Black-tailed godwits, Leighton Moss

Public transport routes and services change and are sometimes axed completely. I'll try to update any changes as soon as I find out about them. Where bus services have been cancelled or renamed I'll strike through the obsolete bus number to mark this change.

Monday 28 June 2021

Pennington Flash

Egyptian goose

I had an afternoon stroll round Pennington Flash to take advantage of gloomy weekday weather. 

Horse chestnut

Walking down from St. Helens Road the birds were very quiet save for the frustrating chirps and ticks of young robins and great tits, the rustle of leaves as blackbirds, wrens and goldfinches moved through the undergrowth and the clatter of woodpigeons in the treetops. The quiet was shattered by a family of jays heralding the arrival of a parent with a great mouthful of what looked like steak and kidney pudding but was probably something not available at the freezer counter.

Egyptian geese

I arrived at the car park to find three Egyptian geese feeding amongst the mallards and pigeons. I don't know that these are the same birds that were here last year, if not this is a remarkable coincidence.

It's hard to see much of the spit by the Horrocks Hide over the herbage. A couple of dozen mallards slept while lapwings tiptoed round them. There were a few dozen black-headed gulls at the end of the spit; all the large gulls, mostly lesser black-backs, were out in open water. Oystercatchers were heard but not seen.

Moving on, the birdsong got louder. Blackbirds, wrens and blackcaps struggled to make themselves heard over the song thrushes. There were a few chiffchaffs around, and here and there a singing goldfinch.
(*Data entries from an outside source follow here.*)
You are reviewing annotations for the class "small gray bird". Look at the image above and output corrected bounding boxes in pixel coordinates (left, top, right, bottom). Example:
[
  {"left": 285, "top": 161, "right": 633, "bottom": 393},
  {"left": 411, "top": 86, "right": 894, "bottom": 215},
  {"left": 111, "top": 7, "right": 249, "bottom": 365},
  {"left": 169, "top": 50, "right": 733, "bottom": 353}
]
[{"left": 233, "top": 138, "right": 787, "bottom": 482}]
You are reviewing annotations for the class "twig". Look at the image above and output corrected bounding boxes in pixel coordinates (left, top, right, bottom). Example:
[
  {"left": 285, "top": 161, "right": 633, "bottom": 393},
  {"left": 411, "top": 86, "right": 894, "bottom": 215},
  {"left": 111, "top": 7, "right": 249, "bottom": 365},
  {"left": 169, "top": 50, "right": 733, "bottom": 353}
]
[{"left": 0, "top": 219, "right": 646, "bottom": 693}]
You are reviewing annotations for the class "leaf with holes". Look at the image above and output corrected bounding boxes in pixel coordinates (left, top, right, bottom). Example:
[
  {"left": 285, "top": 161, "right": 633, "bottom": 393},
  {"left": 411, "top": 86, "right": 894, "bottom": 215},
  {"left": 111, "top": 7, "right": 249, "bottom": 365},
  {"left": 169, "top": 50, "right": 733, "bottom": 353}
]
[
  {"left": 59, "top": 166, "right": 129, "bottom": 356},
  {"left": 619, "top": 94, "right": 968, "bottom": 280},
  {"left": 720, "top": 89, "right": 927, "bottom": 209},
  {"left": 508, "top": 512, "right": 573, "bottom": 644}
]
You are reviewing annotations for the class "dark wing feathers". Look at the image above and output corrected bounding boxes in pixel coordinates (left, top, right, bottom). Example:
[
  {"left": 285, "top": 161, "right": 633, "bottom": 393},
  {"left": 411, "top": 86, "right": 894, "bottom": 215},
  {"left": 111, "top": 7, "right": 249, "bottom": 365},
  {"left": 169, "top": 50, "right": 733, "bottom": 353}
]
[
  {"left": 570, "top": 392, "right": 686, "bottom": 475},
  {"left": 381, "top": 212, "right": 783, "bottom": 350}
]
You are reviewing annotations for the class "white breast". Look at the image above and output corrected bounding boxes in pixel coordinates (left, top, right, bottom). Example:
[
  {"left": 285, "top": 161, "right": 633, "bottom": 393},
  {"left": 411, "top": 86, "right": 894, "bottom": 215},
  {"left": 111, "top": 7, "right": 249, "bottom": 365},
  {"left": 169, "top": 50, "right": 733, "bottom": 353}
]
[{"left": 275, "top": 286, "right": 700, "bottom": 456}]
Family parties of great tits and blue tits moved quietly through the willows and dogwoods beside the path.

Pennington Flash

There wasn't much doing on the pools either side of the path by the Tom Edmondson Hide, just a few coots and moorhens and an adult heron.

Ramsdales was fairly quiet, mostly mallards and lapwings. It's good to see that the young lapwings are nearly full grown with hints of black crests adorning their yellow faces. A Cetti's warbler quietly sang in the reeds, something I didn't think they were capable of doing.

I walked down to Bunting Hide, adding sedge and reed warblers to the song list with fly-by cameos from a nuthatch and a family of long-tailed tits.

Westleigh Brook

I keep meaning to visit Hope Carr Nature Reserve again but haven't got round to it so I decided to walk over there taking the path that goes under Amberleigh Way then follows Westleigh Brook before turning and heading to Pennington Hall Park. I crossed St. Helens Road and walked down Chestnut Avenue to the little cut that takes you over the bridge into Hope Carr.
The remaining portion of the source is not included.